BUG: Queen and Rook from_dataframe do not match docs #184

sjsrey · 2019-09-03T00:27:22Z

This address #183

jGaboardi

Nice. I was wondering about the Rook.from_dataframe and Queen.from_dataframe not matching.

As a side note, would it be possible to source the internals for the Rook and Queen classes from one set of methods? As is stands, aren't the Rook and Queen class methods identical?

sjsrey · 2019-09-03T03:02:41Z

Nice. I was wondering about the Rook.from_dataframe and Queen.from_dataframe not matching.

As a side note, would it be possible to source the internals for the Rook and Queen classes from one set of methods? As is stands, aren't the Rook and Queen class methods identical?

We need to hear from @ljwolf before doing much more as he was the original author and I'm not sure the changes reflect his original intent.

ljwolf · 2019-09-03T09:17:35Z

Doesn't this fail if idVariable is none but ids is passed?

ljwolf · 2019-09-03T09:30:45Z

In general, this works better. The behavior I was going for was (0) use the index if nothing else is provided, (1) use idvariable to build IDs if it was provided, (2) use IDs if provided and, (3) keep the order of the now-resolved IDs if id_order was not provided

This was awkward because of the id_order behavior and pysal's silent sorting of the input weights if you don't force their order. Id_order basically always needs to be set to either range(0,n) (to avoid silent lexicographic sorting of the IDs) or the user-specified order that's different from their input dataframe.

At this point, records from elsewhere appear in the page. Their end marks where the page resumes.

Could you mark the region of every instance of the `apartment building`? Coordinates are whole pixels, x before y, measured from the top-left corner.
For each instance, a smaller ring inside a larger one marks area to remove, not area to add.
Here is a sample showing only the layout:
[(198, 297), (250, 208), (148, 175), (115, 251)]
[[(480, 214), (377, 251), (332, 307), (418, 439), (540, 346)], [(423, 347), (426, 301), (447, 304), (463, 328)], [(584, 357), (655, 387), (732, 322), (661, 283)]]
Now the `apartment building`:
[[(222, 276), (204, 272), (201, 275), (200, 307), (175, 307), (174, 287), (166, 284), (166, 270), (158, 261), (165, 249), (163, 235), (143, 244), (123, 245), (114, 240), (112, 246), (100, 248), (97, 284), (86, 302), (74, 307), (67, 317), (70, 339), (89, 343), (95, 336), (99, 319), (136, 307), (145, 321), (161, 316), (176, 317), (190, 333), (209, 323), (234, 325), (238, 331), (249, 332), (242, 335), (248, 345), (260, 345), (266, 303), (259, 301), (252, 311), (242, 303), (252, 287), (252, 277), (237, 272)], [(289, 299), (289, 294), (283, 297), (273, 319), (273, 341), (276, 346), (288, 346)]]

Splitting id_order from the order in which the inputs are provided adds so much complexity... Sorry I missed that twice...

jGaboardi

👍

ljwolf · 2019-09-03T12:17:19Z

Here's a bit of a test matrix.

I still think the main issue is that PySAL separates the ids from how the ids are ordered. We talked about this back in GSOC 2017. It should be the responsibility of stuff outside the class to make sure the input data is ordered correctly, because the worst surprise is that your weights are silently incorrect w.r.t. the ordering of your input data. By default, PySAL does this because (at the lowest level) weight keys are sorted lexicographically unless forced to retain the original ordering (docstring, location in code)

Sorting weight keys by default will make the weights out of alignment with the input dataframe unless the user knows this and presorts their data or happens to have it sorted by default. This will be a silent error, since the weights will still be of the right shape, just not representing the right linkages.

I raised this back in my GSOC, but we decided to keep it around, rather than remove it. I understand how this arose, but I still think the "right" fix is to just stop sorting things on input. Things become dramatically simpler, then:

take the ids from the index of the dataframe. If a user wants to use a variable, make them set that as the index on the dataframe explicitly
for collections without indices, use the ids in the order it's provided or default to range(0,n).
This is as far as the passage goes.